Sayantan Sarkar

The indiscernible me in me-tropolis

About Bangalore

IMG_4734

"Hello, Sir? Do you have a minute? Hello?"


If you walk towards Indiranagar from Domlur, grazing past the Domlur flyover, there is a small turn from Old Airport Road you have to take. Under the shadow of the flyover, discreetly hidden from the glitter of street lights, this is probably the darkest corner of Indiranagar in Bangalore. Especially, after 11pm. If you walk past, occasionally on humid nights there will be a wafting smell of ganja in the air, which for some of us smells like nostalgia.

"Hello, Tamil? Kannada? Hindi?"

He stands there in the corner, most nights, silently, preying or maybe praying. And don't worry; it is anything but natural to be creeped out by him. If it was not the 100th time I was walking back home through this alley, and if it was not me tired from a 12 hours of servitude, I would have been equally creeped out, maybe more. But he is my friend, maybe the first new friend I made in Bangalore this time. Only thing is that maybe, just maybe he does not realize it.

"Hindi, English", I say, bracing myself for our 15th interaction maybe in last 3 months. I pull out the earplugs and Kishore Kumar continues his yodels for the million others across the FM waves. But I am not exasperated yet. I am trying to predict the story he is going to present this time.

"Sir, actually, I, painter in that building. My contractor leave me, no mobile. I spend night. But some food. Some Idli. Money please..".

I smile. So today is the repeat of the contractor story. His eyes betray the losing grip of his reality by the street side opiates. But he is well rehearsed to let his voice quiver even a bit. I know Idlis are the last thing he needs. His stomach has long lost the battle of necessities to his mind. In my case the fight is still going on.

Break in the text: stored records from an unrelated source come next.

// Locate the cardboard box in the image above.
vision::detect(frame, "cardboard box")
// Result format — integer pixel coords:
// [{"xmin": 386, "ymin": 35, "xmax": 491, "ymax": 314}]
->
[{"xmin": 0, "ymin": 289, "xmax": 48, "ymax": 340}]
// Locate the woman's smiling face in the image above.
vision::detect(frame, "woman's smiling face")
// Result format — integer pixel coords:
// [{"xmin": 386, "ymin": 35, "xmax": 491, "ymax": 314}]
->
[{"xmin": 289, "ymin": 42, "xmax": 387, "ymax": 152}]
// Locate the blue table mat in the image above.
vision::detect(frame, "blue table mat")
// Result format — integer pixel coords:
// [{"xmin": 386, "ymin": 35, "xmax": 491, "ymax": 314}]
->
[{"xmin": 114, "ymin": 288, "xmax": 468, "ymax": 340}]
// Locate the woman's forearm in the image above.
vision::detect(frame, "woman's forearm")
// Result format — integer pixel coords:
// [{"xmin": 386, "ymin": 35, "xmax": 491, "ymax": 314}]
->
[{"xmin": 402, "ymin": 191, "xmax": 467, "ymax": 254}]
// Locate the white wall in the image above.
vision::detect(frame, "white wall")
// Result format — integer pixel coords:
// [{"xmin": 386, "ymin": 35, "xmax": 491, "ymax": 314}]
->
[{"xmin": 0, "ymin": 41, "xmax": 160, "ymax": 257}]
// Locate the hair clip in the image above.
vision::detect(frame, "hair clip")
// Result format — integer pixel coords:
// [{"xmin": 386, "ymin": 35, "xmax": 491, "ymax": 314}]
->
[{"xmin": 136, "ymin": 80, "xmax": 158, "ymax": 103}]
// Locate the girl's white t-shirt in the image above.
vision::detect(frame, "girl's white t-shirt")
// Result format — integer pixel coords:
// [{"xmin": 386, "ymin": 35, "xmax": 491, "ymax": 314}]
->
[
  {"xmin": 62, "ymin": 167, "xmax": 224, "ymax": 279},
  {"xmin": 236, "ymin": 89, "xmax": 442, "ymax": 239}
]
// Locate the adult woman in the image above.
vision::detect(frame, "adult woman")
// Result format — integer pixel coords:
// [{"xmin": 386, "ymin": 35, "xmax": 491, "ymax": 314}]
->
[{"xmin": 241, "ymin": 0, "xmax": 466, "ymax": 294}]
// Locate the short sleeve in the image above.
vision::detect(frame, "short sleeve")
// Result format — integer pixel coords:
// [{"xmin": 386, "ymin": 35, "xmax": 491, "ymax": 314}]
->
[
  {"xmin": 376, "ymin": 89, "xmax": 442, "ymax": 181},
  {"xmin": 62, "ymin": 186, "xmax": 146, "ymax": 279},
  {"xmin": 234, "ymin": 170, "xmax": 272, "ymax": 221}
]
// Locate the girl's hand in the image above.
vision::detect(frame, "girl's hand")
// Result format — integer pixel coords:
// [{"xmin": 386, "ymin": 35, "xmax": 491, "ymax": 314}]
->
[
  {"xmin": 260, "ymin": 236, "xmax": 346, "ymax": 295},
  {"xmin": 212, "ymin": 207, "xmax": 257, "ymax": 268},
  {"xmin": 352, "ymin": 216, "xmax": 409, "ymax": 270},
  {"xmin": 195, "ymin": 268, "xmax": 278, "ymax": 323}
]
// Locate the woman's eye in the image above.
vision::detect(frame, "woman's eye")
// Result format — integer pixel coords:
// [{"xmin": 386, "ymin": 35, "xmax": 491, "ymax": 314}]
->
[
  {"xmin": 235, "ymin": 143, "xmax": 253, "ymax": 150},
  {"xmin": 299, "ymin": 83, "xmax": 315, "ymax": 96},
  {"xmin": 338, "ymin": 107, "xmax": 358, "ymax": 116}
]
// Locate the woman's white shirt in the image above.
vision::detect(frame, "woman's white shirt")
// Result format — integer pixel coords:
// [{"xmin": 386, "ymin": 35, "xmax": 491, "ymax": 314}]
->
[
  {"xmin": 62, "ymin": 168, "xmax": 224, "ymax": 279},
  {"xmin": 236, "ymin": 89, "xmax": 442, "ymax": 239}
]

"Come on. You still do not recognize me?", I still made an effort to get through him, to ensure, its reality and not a playact we are repeating for the umpteen time. Also, today I was not in much mood to give him money. I want him today make an extra effort.

"You give me address. I tomorrow return money". He egged me on, judging my hesitance.

"OK. do one thing. If you take this road, some 2 minutes walk down, there is this food shop. I know them. Go there, and ask". I said

"They don't give food. They ask money". He countered.

"So, say the same thing to them. Tell them you will pay tomorrow. I know them, nice people, will give food."

"No, Sir. I need money for food"

"You do not. OK, come with me to the traffic police. He can help you find places for free food"

By now his eyes has lost interest, and I was a lost cause for him. With a grunt he turned away and walked off.

Now do not get me wrong. I am not this brute always. There are times I paid him a pittance, sometimes bought him food. Sometimes I ignored his calls and chose earphone music over him, once even shared tea with him, which I doubt appealed him. But in all these encounters, he still did not care enough to memorize my face.

Maybe that is why he slowly turns into this friend. His lack to giving fucks to me, amuses me, intrigues me, and obviously irritates me. But above all this, I like his stories, I enjoy them. He is sometimes the lost house painter, new to town contract worker, even the street sweeper who forgot his wallet. He sometimes is hungry, sometimes needs a bus ride, and once even asked money for auto.

But however harsh or mellow his story is, he is always happy with whatever I feel like giving him or even not giving him. What maintains the status quo is that we both feel comfortable walking away from our interactions. Some days when he is repetitive with his stories or I am just too tired to care, I walk out and other days when he realizes that I am just meddling with him, he walks away. But few nights down the line, we start again, a new interaction, with a new storyline, new plot.

As I walked away from him, an auto wallah idle at the crossing said, "be careful about your mobile with such people, you never know", and i shared my agreement with him. Someday, our disagreements might be too much for his needy brain, and in that darkest corner of Indiranagar he can very well beat the shit out of me. That can very well be end of our friendship, even if not me. But if you ask me today to give up on this underlying tension, that is the only real interaction for a man in a wrinkled pair of formals, returning home after an onslaught of mediocrity, will I give it all up? Will I take instead the well-lit roads to home?